Il portait une chemise de flanelle légère, sa tête était surmontée d’un élégant chapeau estival et un short sobre couvrait ses jambes poilues. Il était à peu près quatre heures de l’après-midi, et la chaleur de la journée devenait presque étouffante bien que le ciel fut bardé de nuages gris. Il faisait lourd ; on sentait presque les gouttelettes d’humidité se déposer à la surface de nos peaux découvertes pour l’occasion d’un été qui s’approche.

Il avait une barbe naissante, des yeux clairs, de petites joues rebondies, un nez droit, un front ni trop long, ni trop large, et de courts cheveux très noirs qui dépassaient de son chapeau. Dans ses deux mains, il portait une clarinette dont le bec finissait dans sa bouche entourée par de petites lèvres très serrées, la anche bien ancrée sur l’inférieure sans toucher les dents. Il était devant la sortie de la gare, seul avec un ampli derrière qui diffusait de la musique. Devant lui une sacoche Adidas, avec dedans un vieux gobelet Coca en carton de McDo’ destiné à recueillir les pièces.

Car ce jeune homme de moins de trente ans, aux yeux bruns pétillants qui avaient l’air si heureux, faisait la manche. Était-il clochard ? Il n’en avait pas l’air, mais peut-être que des a priori éculés viennent nous laisser penser à tort que les clochards qui parsèment les rues sont nécessairement nauséabonds, une odeur de bière rance dans leur haleine fétide, et que leurs corps crasseux ne s’habillent que de guenilles trouvées derrière une poubelle ou récupérées d’une benne Emmaüs débordante.
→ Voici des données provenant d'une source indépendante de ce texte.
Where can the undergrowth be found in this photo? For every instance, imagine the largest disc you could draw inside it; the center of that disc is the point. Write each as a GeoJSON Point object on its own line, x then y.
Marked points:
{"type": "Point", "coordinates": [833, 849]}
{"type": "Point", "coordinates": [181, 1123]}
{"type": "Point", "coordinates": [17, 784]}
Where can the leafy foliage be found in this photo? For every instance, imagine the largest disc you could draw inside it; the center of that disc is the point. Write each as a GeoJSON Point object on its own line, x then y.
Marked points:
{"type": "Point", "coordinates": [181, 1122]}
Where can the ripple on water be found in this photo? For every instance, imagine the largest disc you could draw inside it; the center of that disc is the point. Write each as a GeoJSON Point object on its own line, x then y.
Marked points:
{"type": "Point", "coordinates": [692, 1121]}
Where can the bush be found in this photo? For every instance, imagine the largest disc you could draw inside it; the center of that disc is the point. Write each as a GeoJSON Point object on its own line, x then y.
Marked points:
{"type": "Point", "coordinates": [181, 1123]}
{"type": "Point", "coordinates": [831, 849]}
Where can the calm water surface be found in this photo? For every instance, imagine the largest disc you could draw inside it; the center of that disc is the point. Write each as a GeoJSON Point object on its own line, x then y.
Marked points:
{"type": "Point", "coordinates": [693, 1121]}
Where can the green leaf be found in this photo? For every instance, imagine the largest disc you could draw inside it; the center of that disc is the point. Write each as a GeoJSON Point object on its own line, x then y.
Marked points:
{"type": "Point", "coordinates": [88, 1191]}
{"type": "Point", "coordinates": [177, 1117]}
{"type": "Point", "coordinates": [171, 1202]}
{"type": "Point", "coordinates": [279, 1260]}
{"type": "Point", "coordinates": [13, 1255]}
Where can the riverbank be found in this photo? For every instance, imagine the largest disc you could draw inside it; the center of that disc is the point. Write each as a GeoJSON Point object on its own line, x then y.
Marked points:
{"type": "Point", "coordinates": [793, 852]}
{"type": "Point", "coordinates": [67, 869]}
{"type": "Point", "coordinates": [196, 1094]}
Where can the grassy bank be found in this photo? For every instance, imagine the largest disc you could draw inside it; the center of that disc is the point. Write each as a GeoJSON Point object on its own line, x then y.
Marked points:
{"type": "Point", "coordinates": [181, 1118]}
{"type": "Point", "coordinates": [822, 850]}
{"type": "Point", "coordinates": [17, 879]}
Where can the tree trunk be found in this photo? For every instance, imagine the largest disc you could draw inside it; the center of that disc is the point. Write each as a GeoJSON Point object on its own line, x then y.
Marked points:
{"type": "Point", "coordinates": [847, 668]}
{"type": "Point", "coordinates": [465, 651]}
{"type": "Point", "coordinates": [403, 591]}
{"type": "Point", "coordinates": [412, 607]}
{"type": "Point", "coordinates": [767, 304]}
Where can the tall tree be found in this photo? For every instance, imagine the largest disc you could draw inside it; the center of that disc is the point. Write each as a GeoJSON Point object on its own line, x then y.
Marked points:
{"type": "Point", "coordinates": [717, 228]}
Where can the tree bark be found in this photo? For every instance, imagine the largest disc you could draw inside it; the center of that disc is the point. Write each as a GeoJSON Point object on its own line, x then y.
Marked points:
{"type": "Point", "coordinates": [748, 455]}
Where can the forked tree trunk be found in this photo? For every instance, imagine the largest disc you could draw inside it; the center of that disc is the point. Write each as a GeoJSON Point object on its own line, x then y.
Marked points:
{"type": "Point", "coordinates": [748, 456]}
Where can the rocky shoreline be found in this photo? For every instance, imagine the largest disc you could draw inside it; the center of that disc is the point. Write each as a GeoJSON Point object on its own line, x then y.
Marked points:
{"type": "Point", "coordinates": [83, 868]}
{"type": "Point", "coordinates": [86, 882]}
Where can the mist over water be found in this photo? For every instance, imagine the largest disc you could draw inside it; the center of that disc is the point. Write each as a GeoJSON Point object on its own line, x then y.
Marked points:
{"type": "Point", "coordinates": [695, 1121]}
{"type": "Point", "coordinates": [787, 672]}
Leur barbe mensuelle purulente serait leur apparat distinctif, leurs nombreuses rides prématurées seraient reconnaissables d’entre toutes, leur démarche bancale, leurs dents jaunes quand il leur en reste, leur façon de parler en mangeant leurs mots comme si la faim qui les consumait débordait dans toutes les petites actions de leur vie quotidienne, tout ce qui ferait qu’un clochard est un clochard, ne possédant qu’une couverture et supportant les giboulées de mars ou les averses de novembre sans ne pouvoir rien dire ou faire, peut-être que tout ceci n’est pas la vérité de ceux qui, plus que de n’habiter nulle part, vivent partout.

(...)
Lire la suite : Métaphysique de la mendicité (413 words)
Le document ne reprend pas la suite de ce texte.